Protein scaffold-based molecular probes for cancer molecular imaging.

机构信息

Department of Radiology, Molecular Imaging Program at Stanford, Stanford University, CA 94305-5344, USA.

出版信息

Amino Acids. 2011 Nov;41(5):1037-47. doi: 10.1007/s00726-010-0503-9. Epub 2010 Feb 21.

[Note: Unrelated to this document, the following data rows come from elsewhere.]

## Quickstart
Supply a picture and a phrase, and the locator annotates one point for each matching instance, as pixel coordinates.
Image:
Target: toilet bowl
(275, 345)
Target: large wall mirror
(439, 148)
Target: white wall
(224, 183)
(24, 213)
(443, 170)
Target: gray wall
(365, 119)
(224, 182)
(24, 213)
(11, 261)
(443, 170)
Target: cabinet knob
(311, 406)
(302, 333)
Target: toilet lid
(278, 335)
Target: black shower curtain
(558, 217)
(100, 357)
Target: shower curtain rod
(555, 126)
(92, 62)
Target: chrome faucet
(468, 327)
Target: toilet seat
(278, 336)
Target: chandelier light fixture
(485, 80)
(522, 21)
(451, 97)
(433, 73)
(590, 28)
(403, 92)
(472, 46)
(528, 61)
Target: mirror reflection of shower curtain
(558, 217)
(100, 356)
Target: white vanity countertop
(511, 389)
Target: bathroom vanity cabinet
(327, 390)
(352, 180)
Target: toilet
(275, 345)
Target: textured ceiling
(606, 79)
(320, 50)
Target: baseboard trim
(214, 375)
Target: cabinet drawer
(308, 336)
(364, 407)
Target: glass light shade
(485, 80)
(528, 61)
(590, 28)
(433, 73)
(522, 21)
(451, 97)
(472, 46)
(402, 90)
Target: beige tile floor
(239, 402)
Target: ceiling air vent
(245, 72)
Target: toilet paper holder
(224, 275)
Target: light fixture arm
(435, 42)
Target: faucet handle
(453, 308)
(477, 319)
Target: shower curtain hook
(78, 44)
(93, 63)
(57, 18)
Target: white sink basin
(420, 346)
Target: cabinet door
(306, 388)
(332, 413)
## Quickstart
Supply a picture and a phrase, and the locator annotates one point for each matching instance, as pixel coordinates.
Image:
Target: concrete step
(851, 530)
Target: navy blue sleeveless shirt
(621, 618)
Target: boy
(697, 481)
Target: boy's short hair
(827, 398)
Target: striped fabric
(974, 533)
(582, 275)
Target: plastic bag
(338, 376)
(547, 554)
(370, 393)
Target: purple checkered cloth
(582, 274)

DOI:10.1007/s00726-010-0503-9
PMID:20174842
原文链接:https://pmc.ncbi.nlm.nih.gov/articles/PMC2914822/
Abstract

Protein scaffold molecules are powerful reagents for targeting various cell signal receptors, enzymes, cytokines and other cancer-related molecules. They belong to the peptide and small protein platform with distinct properties. For the purpose of development of new generation molecular probes, various protein scaffold molecules have been labeled with imaging moieties and evaluated both in vitro and in vivo. Among the evaluated probes Affibody molecules and analogs, cystine knot peptides, and nanobodies have shown especially good characteristics as protein scaffold platforms for development of in vivo molecular probes. Quantitative data obtained from positron emission tomography, single photon emission computed tomography/CT, and optical imaging together with biodistribution studies have shown high tumor uptakes and high tumor-to-blood ratios for these probes. High tumor contrast imaging has been obtained within 1 h after injection. The success of those molecular probes demonstrates the adequacy of protein scaffold strategy as a general approach in molecular probe development.

摘要

蛋白质支架分子是靶向各种细胞信号受体、酶、细胞因子和其他癌症相关分子的有力试剂。它们属于具有独特性质的肽和小蛋白平台。为了开发新一代分子探针,已经将各种蛋白质支架分子标记成像部分,并在体外和体内进行了评估。在评估的探针中,亲和体分子和类似物、半胱氨酸结肽和纳米抗体作为体内分子探针开发的蛋白质支架平台表现出特别好的特性。正电子发射断层扫描、单光子发射计算机断层扫描/计算机断层扫描和光学成像获得的定量数据以及生物分布研究表明,这些探针具有高肿瘤摄取率和高肿瘤与血液的比值。在注射后 1 小时内即可获得高肿瘤对比度成像。这些分子探针的成功证明了蛋白质支架策略作为分子探针开发的一般方法是可行的。